In 2010 the Uniting Church became the first major Christian denomination in Australia to formally acknowledge, in the Preamble to its Constitution, Australia’s traditional owners. The Uniting Church Constitution now acknowledges the pre-existing relationship of Indigenous people with the Creator God, and the Church’s complicity with the colonising forces in dispossessing the First Peoples from their land, culture and spirituality.
It is out of these experiences that we welcomed the announcement of the Federal Government that a referendum would be held on the recognition of Aboriginal and Torres Strait Islander Peoples in the Constitution. We were delighted to hear that, in principle, the idea had bipartisan support and that a High Level Panel, comprising Indigenous and non-Indigenous people, would be formed to consult with the Australian people and explore the options for amending the Australian Constitution.

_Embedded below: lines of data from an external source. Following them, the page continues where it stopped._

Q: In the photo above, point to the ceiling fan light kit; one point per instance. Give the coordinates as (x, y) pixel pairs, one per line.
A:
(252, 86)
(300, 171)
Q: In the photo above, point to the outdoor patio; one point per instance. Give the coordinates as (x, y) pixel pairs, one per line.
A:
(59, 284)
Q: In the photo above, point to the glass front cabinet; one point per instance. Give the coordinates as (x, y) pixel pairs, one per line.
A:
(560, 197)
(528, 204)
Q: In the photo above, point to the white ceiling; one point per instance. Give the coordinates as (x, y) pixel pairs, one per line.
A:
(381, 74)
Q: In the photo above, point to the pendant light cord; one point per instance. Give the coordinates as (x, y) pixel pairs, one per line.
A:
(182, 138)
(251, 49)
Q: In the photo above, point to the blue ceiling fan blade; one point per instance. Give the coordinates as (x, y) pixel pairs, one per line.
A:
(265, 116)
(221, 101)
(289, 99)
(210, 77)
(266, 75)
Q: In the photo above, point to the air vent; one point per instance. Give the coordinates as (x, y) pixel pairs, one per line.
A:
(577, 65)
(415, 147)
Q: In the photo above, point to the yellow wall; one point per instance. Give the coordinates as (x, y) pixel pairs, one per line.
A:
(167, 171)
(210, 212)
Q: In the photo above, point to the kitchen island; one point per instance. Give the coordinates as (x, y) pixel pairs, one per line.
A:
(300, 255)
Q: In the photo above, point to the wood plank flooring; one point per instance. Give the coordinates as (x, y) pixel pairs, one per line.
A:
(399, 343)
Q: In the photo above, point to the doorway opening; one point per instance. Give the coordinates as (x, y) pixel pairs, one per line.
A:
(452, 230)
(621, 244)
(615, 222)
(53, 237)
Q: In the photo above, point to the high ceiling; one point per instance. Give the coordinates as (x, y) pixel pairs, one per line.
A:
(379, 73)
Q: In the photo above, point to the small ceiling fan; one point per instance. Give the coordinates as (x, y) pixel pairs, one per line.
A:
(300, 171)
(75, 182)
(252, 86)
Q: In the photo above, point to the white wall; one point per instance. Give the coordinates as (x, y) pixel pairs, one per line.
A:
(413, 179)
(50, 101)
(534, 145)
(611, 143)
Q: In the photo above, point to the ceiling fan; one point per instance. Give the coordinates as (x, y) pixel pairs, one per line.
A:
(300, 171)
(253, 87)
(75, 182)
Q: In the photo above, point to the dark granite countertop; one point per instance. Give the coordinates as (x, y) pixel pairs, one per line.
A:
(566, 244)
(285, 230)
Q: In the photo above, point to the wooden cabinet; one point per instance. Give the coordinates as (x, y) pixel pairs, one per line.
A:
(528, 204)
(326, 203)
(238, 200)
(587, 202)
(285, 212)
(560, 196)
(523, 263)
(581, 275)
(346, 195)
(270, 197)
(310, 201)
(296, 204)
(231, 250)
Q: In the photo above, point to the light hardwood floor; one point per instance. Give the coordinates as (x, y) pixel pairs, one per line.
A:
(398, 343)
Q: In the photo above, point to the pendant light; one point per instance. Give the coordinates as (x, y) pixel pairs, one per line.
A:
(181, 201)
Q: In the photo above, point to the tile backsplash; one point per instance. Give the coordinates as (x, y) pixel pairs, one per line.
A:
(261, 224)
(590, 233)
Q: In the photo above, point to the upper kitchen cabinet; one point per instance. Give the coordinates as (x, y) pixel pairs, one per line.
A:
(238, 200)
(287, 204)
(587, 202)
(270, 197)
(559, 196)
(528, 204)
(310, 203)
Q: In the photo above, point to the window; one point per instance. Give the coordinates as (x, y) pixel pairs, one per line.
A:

It was, therefore, concerning that the Coalition’s Indigenous Affairs spokesman, Nigel Scullion, and Shadow Attorney-General, George Brandis, have made recent comments about the future of Constitutional reform for Indigenous Australians. Both the timing of the statements and their content appear to be deliberately designed to destabilise this vitally important endeavour.
For the last twelve months, the High Level Panel has engaged with both Indigenous and non-Indigenous members of the public – people genuinely interested in seeing the process of reconciliation furthered for the benefit of all Australians. Mr Scullion and Mr Brandis seem determined to undermine both the achievements and the overall goals of the Panel. Their comments are disrespectful to the thousands of Australians who have faithfully attended the 84 community consultations and those organisations and individuals who together made over 3500 submissions. Many Indigenous people have participated in these consultations – let us hear their voices before stating pre-determined views.
Mr Brandis and Mr Scullion appear to be trying to derailing an issue that goes to the very heart of who we are as a nation, solely for the purpose of political point-scoring. Both have been outspoken in their opposition to the inclusion of anti-discrimination provisions and the ability for the Government to make ‘special laws’ for Indigenous Australians in an amended Constitution. These statements serve only to generate fear and misunderstanding amongst the broader public. Section 51(xxvi) of the Constitution – which presently allows for governments to make laws for Australia’s First Peoples – has been flagged in the High Court of Australia as a perilously ambiguous aspect of our founding legal document. Amending this section would simply serve to clarify the pre-existing law-making powers of the government, and to strengthen the insights of the anti-discrimination legislation already in place.
It is appropriate that Constitutional recognition should follow the moving apology to the First Australians delivered by the then Prime Minister Kevin Rudd in February 2008. That apology had much in common with the classic form of Christian confession which is, in effect, not so much an act of guilty hand-wringing as an act of telling the truth to God about the glory and shame of our lives; and seeking help to deal with the consequences upon others, intended and accidental, of our attitudes and actions.
Concerns have been expressed that in the current process too much time, money and energy might be spent on ‘mere words’ and that such resources would be better spent on addressing endemic aboriginal disadvantage. That is a salutary warning. Nevertheless, words remain important. As one aboriginal Elder said during the Uniting Church debate, ‘you whitefellas write your law, your story, in books. We want to be acknowledged in your sacred Law book’.
Amending the Constitution is a vital step forward in recognising and honouring the identity and history of the First Peoples. It will benefit both Indigenous and non-Indigenous Australians alike, by allowing us as a nation to move beyond the shame and distrust that has characterised relationships of the past. Opposition to changes that have not yet been announced are based on ignorance and speculation, and is indicative of opinions that are driven by ideology rather than evidence. Such speculation will only add to division and undermine the reconciliation and justice needed in this country.